Die deutschen Privatbanken verzeichneten 2008 einen Rückgang der Nettomittelzuflüsse auf 2% nach 9% im Jahr 2007. Die Gewinnmargen verringerten sich 2008 um ein Drittel auf 19 BP. Im Jahr davor hatten sie noch 30 BP betragen. Die Fundamentaldaten lassen jedoch trotz des aktuellen Rückgangs langfristig eine solide Entwicklung erwarten. Gleichzeitig herrscht aber Unsicherheit über die mittelfristige Entwicklung. Die Szenarien für die nächsten drei Jahre reichen von einem gleichbleibenden Asset-Volumen bis zu einem Asset-Wachstum von 8% und mehr, je nachdem, wie schnell sich Wirtschaft und Finanzmärkte erholen.

Angesichts des starken Profitabilitätsrückgangs und der großen Ungewissheit müssen die Private Banker rasch reagieren.
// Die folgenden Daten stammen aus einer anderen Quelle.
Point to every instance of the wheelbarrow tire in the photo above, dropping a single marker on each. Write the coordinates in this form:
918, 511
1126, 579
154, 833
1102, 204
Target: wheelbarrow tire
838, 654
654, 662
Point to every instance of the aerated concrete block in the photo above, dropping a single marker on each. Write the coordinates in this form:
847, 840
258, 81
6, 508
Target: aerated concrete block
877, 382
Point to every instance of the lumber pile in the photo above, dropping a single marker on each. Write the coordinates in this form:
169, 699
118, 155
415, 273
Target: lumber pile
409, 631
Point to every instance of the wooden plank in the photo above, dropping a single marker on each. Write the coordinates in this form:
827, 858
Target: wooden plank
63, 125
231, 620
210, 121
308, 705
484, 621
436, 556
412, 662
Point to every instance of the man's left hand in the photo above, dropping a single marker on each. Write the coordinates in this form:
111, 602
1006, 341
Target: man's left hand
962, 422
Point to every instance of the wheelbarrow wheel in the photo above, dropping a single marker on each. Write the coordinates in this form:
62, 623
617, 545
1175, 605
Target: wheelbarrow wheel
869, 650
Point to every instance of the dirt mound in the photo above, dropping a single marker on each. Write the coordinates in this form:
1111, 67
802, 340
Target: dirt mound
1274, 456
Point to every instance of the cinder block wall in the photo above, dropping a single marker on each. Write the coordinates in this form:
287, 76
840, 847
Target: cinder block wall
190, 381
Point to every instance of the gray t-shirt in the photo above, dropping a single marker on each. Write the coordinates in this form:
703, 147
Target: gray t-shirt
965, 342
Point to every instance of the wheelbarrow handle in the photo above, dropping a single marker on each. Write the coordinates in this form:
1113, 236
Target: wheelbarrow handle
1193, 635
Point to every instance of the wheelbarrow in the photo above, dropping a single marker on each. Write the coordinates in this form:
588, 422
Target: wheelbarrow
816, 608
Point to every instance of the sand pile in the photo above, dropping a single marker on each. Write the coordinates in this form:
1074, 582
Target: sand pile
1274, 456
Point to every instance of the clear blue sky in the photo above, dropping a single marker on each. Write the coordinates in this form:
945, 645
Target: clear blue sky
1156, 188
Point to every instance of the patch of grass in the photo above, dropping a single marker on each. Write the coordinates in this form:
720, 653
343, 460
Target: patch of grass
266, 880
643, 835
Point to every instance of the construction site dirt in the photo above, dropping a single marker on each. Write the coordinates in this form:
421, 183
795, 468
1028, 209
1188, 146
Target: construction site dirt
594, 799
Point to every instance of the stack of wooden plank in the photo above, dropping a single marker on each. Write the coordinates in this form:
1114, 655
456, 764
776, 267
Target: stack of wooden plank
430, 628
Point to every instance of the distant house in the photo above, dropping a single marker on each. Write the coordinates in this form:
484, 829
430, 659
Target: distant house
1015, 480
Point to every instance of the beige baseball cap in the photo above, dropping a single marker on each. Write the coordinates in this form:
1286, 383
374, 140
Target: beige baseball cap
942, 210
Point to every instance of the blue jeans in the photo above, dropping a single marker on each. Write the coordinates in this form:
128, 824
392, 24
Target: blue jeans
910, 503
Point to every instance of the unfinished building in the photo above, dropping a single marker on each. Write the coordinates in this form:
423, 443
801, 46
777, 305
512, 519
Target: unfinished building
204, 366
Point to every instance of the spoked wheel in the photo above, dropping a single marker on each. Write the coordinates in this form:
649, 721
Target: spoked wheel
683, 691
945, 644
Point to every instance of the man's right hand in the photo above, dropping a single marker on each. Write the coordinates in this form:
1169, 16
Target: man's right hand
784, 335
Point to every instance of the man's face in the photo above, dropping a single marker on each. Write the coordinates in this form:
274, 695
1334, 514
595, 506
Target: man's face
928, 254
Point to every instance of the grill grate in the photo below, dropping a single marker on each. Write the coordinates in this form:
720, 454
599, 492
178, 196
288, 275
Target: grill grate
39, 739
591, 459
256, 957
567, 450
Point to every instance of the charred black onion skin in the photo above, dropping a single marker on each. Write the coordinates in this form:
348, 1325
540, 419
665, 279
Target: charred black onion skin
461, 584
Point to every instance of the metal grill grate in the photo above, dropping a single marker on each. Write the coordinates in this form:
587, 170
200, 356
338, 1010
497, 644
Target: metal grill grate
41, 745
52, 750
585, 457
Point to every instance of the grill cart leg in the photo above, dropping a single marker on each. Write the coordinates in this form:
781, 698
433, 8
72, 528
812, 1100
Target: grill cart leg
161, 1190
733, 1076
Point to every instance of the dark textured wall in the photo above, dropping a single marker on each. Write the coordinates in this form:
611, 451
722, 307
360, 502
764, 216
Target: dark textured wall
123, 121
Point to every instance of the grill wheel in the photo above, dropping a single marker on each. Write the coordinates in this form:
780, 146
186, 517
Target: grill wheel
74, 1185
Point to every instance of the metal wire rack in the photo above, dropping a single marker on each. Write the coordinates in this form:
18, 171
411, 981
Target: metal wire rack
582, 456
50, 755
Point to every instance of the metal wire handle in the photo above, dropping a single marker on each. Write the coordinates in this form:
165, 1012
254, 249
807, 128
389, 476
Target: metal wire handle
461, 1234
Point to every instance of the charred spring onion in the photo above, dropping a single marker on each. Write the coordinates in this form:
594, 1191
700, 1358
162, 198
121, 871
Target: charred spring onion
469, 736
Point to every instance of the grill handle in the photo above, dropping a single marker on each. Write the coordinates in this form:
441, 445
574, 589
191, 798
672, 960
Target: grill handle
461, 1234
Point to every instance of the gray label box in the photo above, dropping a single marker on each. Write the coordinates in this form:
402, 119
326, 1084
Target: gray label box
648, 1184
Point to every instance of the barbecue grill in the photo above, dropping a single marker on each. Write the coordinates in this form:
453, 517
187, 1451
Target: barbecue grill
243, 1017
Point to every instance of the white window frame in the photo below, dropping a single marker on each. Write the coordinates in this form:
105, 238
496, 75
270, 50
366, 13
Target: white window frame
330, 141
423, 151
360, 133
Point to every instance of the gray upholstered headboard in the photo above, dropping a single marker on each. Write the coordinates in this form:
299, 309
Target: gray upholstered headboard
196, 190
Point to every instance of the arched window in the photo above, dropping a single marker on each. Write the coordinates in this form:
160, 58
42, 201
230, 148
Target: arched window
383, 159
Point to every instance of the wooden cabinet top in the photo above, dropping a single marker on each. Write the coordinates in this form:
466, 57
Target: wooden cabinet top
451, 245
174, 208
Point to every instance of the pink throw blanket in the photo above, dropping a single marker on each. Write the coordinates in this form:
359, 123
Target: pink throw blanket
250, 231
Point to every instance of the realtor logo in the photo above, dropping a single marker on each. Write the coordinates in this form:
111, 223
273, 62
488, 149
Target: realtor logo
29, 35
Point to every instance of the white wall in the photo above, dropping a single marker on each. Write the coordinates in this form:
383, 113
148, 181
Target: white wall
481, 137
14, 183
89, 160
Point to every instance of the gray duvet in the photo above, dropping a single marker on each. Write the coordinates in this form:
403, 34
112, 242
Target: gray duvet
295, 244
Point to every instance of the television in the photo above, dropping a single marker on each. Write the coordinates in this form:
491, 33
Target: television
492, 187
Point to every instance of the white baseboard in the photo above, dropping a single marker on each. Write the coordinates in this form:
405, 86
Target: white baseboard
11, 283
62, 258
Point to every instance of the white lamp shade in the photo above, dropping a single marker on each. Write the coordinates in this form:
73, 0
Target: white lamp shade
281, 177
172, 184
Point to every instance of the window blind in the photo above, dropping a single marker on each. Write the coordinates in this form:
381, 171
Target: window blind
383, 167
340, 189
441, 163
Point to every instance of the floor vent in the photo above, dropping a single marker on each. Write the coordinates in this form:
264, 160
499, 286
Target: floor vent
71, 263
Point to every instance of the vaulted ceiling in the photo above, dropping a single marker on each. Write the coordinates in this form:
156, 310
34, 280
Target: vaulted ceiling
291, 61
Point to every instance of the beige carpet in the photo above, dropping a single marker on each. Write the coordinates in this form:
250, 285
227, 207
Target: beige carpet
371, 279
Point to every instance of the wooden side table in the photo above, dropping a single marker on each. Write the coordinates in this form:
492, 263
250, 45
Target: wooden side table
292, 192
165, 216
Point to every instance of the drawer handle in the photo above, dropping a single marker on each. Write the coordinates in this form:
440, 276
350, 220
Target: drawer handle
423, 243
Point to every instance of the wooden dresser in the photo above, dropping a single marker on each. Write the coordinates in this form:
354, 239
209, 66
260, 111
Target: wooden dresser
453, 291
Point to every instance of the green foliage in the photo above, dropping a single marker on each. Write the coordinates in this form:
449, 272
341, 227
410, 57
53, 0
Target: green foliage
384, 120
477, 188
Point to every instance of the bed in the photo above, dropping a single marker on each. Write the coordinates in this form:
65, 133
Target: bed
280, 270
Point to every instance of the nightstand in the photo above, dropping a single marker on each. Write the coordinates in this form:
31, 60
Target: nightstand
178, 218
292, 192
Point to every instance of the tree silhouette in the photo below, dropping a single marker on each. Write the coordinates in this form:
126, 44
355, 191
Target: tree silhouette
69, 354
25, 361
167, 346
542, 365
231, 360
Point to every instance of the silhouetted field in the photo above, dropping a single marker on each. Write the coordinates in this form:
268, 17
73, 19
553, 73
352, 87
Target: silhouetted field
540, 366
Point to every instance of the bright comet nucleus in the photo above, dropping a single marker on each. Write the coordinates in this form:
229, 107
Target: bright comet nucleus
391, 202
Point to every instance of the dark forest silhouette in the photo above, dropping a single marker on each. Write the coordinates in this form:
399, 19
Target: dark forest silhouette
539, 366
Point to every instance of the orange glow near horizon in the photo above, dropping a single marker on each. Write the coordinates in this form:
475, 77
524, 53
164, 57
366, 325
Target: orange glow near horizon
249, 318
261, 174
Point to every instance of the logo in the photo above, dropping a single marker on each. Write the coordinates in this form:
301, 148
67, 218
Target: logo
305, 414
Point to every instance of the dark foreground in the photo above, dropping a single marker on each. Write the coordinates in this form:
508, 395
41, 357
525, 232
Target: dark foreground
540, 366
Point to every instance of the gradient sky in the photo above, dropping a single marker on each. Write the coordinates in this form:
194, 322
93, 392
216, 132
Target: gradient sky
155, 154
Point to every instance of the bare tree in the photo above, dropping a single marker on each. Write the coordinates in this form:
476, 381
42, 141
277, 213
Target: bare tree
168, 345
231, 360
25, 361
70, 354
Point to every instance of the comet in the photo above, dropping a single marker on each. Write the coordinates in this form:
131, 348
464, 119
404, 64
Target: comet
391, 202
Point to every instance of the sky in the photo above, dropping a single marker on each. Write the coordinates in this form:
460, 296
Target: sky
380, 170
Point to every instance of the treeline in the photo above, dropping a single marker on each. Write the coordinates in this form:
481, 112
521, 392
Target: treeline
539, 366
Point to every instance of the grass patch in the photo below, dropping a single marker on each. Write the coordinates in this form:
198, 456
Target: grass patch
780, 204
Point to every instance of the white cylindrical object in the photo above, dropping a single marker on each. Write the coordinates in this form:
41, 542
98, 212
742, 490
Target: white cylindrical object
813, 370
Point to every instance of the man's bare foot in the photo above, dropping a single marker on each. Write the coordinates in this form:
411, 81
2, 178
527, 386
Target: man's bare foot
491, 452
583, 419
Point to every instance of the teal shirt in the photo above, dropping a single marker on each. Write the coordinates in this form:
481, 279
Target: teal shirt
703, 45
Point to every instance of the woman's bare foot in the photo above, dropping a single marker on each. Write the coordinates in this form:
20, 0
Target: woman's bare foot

Die zunehmende Forderung der Kunden nach besseren Angeboten und transparenten Konditionen sowie neue regulatorische Rahmenbedingungen verstärken den Handlungsdruck weiter.

Für den European Private Banking Survey analysierte McKinsey die Finanzdaten sowie qualitative Informationen rund um Organisation, Produkt- und Serviceangebot, Vertriebs- und Beratungsmodell sowie Risiko- und Kostenmanagement von 103 Banken in 15 europäischen Ländern.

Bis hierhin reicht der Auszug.